Machine learning algorithms OneR

OneR algorithm: the use of a feature to predict Category

Algorithm thinking:
Firstly, through each value of each feature, for each feature value, statistics that the number of occurrences in each category, it appears to find the highest number of categories, and count the number of times it appears in other categories;
complete statistics for all eigenvalues and after a number of occurrences of each category, let us calculate the error rate for each feature.

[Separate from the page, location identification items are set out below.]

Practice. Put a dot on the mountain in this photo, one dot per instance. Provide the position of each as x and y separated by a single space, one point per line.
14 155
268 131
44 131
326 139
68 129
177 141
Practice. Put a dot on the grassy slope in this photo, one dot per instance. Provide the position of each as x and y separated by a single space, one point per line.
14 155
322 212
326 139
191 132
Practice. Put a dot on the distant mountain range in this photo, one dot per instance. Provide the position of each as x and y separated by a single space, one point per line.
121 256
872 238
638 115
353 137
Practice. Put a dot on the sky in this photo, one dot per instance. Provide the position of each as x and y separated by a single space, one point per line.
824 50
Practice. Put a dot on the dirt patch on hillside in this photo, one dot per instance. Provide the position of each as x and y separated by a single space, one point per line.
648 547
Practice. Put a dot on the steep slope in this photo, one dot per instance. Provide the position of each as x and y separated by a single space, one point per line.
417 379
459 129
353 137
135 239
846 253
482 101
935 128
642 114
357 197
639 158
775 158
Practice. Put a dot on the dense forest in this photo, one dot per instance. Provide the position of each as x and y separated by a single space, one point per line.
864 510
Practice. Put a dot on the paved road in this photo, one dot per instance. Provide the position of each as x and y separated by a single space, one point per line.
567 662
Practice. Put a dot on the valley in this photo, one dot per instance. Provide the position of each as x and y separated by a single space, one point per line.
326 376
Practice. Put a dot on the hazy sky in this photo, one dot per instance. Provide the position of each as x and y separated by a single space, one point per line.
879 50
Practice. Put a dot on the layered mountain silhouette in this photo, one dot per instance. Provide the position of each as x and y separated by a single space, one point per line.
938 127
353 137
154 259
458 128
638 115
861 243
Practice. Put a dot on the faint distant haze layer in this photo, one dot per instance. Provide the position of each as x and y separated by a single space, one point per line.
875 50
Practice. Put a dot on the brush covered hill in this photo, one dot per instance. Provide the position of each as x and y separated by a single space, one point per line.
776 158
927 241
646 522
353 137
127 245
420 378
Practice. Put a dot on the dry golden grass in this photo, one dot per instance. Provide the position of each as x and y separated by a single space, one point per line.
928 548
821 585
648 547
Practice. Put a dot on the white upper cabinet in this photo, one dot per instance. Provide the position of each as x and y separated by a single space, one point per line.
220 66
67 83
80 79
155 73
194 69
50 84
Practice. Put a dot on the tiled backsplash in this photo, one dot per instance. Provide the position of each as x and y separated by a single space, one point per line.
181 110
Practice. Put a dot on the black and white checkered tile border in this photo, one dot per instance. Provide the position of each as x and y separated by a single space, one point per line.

It is calculated as the sum of each value of the error rate, wherein selecting the lowest error rate as the only sorting criteria (OneR), for subsequent classification.

Algorithm steps:
1. Set a data processing characteristic value 0/1 (mean greater than or equal eigenvalues value of 1, otherwise 0)
calculate the number of the respective feature values of each feature appearing in the respective categories 2, and the number of false feature value calculating most number
3. misjudgment all times a certain characteristic feature values together, to find the lowest false feature combinations and home total number of errors
4. comparison of the total of each feature times the size of the error, find the smallest number of errors feature, the characteristic feature is the best judgment
5. classification feature value corresponding to the feature being an optimal classification rules

Example:

import numpy as np
from sklearn.datasets import load_iris
from collections import defaultdict
from operator import itemgetter
from sklearn.cross_validation import train_test_split

dataset = load_iris()

X=dataset.data
y=dataset.target

attribute_means=X.mean(axis=0)#按列求均值

#将特征值小于均值的赋值为0,大于均值的赋值为1
X_d=np.array(X >= attribute_means,dtype='int')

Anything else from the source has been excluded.